The Gold Coast's Friday weather update hit the wires just as the swell jumped to four metres out wide, but Doug Burt's Tackle World still backed Saturday morning to fire — provided anglers minded the seaway and got off the water before the south-easterly hooked in.
Filling in for regular co-host Stuart at the shop's weekly fish report on 8 May, presenter 'D' delivered a punchy run-down of where the Gold Coast bite had landed for the long Mother's Day weekend, with snapper, dolphin fish and tailor headlining the offshore card.
"Tomorrow's the 9th of May. We're looking at sort of around about 10 knots up to about 1 o'clock, and then it does come in pretty windy after that, around 20 knots from the south-east," he said, before warning that Sunday would be a 20-knot blowout with showers — "not really worth going offshore."
Snapper had been thick from the 18-fathom line out to 24 fathoms just north of the Seaway, with action stretching across to 36 fathoms east of the Seaway and north-east off Jumping Pin. Float-lining small pilchards on gang or snelled hooks with the smallest sinker that would reach the bottom remained the standout method, while bottom-bouncers were running paternoster rigs with squid and pilchard halves under 8 to 16 oz of lead depending on current.
Out wider, the FADs continued to deliver. Doug's son, Jack Burt, had bagged out 10 dolphin fish on the Tuesday morning using pilchards and small lures around the floats. "They got their 10 of dollies, and they're reasonable size," D said. Yellowfin tuna in pocket-rocket size were hanging in the same zone — great fun on light tackle — and a few mackerel were marking on the sounder around Diamond, Focus and the 18-Fathom reef. A heavy shark presence, however, was making the Spaniards reluctant to commit to a bait, with D suggesting the fish were visible on the sounder but spooked.
Inshore, tailor was the standout, with fish to 60 centimetres pushing along the north-eastern corner of Crusoe Island, around the Slipping Sands and back towards Tipplers Channel. Twenty-gram and 30-gram metal slugs in two profile sizes were doing the damage on the high tide and into the first of the run-out.
For mulloway hunters, the Tackle World team was directing anglers to the eastern edge of Klinger Bank, fishing the front of Swan Bay outside the green zone in 6 to 16 metres of water.
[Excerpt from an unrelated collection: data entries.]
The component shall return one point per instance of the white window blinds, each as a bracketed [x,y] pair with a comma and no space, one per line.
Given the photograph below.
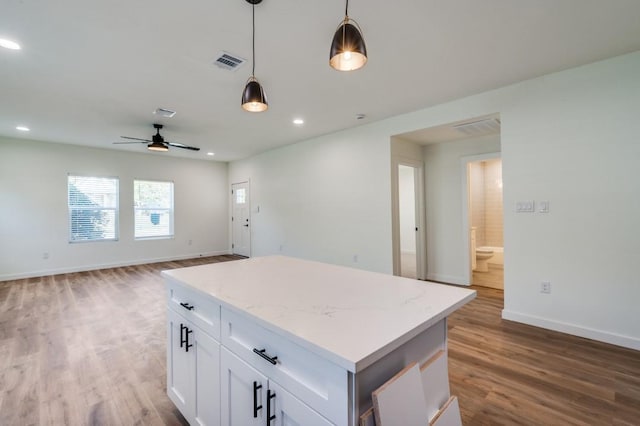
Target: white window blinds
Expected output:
[153,209]
[93,208]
The catch was that anglers needed to troll up live pike on small sinking minnows over the South Stradbroke weed banks first, then drop them on big ball sinkers and snelled hooks. "These are big jewies," D promised. "We're talking metre-20." He warned the same ledge held sharks.
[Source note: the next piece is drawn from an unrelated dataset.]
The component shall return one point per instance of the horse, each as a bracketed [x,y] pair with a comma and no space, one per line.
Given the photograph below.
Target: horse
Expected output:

Flathead were biting on prawn-imitation soft plastics — Wilson Wild Shrimps, Squidgies and Samaki options — through the Broadwater, with the Pandanus Island banks, Tipplers Channel and the Cab Street Point to Rocky Point bank all producing on the run-out. Whiting on worms or yabbies came good around the southern side of Hottinger and the swimming enclosure at Southport on the run-out tide, particularly after dark.
Doug Burt's Tackle World also flagged a snapper-on-lures seminar booked for Thursday 21 May, covering down-rigging, slow-pitch jigging, soft plastics and mechanical jigging.
The bigger picture: this was the first foul-weather week the Gold Coast had seen in close to a month, and D was forecasting the offshore bite to come good again the following weekend. The Saturday morning window aside, the message to Mother's Day weekenders was simple — keep it inshore, or stay home with mum.